The mechanism of action for scaritoxin is not clearly defined, but knowing it is a ciguatoxin it is likely to follow the same mechanism. It is said that the toxin bind and modulate the activity of cell membrane voltage-gated sodium channels. Ciguatoxins bind on the alpha subunit at site 5, this induces the opening of the channels at resting membrane potential. This activation of voltage-gated sodium channels in cell membranes thus increases the sodium ion permeability, which causes membrane depolarization and thereby spontaneous action potentials. As a result the neuronal tissue has decreased conduction velocity and neurotransmission.

== Toxicity ==

Since the feeding history of fish and the population of alga causing ciguatera fish poisoning, the toxicity of individual fish is very unpredictable. The fish that carry scaritoxin in their flesh do not seem to be harmed by it. Testing for scaritoxin in these fish is not a standard practice and it is really difficult to prevent scaritoxin poisoning since toxin is not harmed by heat, acid or basic conditions and cannot be detected  with taste or smell.

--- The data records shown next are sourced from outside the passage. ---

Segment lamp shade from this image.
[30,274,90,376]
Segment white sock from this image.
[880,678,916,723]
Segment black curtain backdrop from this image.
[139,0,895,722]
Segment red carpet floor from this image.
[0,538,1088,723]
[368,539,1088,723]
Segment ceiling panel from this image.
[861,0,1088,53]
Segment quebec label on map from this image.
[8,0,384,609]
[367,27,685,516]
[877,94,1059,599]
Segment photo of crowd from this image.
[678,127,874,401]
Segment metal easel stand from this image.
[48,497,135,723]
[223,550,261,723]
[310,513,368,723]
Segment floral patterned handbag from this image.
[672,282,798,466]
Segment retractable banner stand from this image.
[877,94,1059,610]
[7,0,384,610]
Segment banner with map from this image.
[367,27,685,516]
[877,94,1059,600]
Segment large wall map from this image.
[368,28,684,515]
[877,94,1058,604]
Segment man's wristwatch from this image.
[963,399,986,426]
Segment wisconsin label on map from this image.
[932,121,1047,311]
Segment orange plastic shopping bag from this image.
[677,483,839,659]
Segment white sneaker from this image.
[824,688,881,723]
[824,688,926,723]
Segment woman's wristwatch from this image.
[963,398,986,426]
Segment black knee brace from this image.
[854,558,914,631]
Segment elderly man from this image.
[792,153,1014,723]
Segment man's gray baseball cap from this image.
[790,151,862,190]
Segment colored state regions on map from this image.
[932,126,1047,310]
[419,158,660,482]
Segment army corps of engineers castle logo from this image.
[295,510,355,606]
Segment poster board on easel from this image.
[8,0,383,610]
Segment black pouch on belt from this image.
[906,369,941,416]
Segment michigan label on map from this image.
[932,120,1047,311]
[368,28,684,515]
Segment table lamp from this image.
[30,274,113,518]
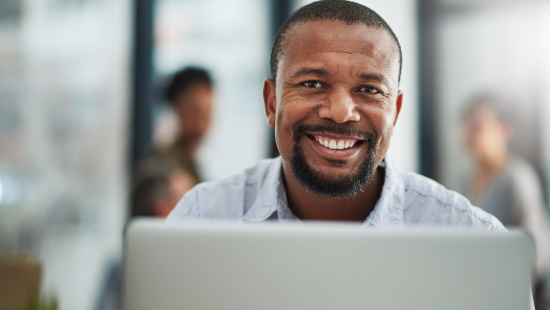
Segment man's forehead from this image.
[279,20,399,80]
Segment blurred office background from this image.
[0,0,550,310]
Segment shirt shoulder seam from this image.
[405,188,496,228]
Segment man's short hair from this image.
[162,67,213,105]
[270,0,403,82]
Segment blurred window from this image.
[0,0,130,310]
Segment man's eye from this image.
[302,81,322,88]
[359,86,380,94]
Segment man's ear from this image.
[263,79,277,127]
[393,90,403,126]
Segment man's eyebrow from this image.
[359,73,390,85]
[292,68,328,78]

The lethal dose fifty of scaritoxin administered intraperitoneally in mice was determined to be 50 micrograms per kilogram. This denotes a pronounced toxicity of scaritoxin towards mice, presumably due to its disruptive effects on vital physiological mechanisms or harmful impacts on organ systems. This translates for an average human of around 70 kilograms to 3.5 milligrams, hence this shows that a small amount can potentially cause significant harm to humans. However, directly translation of the results from mice to humans is not a reliable source to draw specific conclusions from about the toxicity for humans.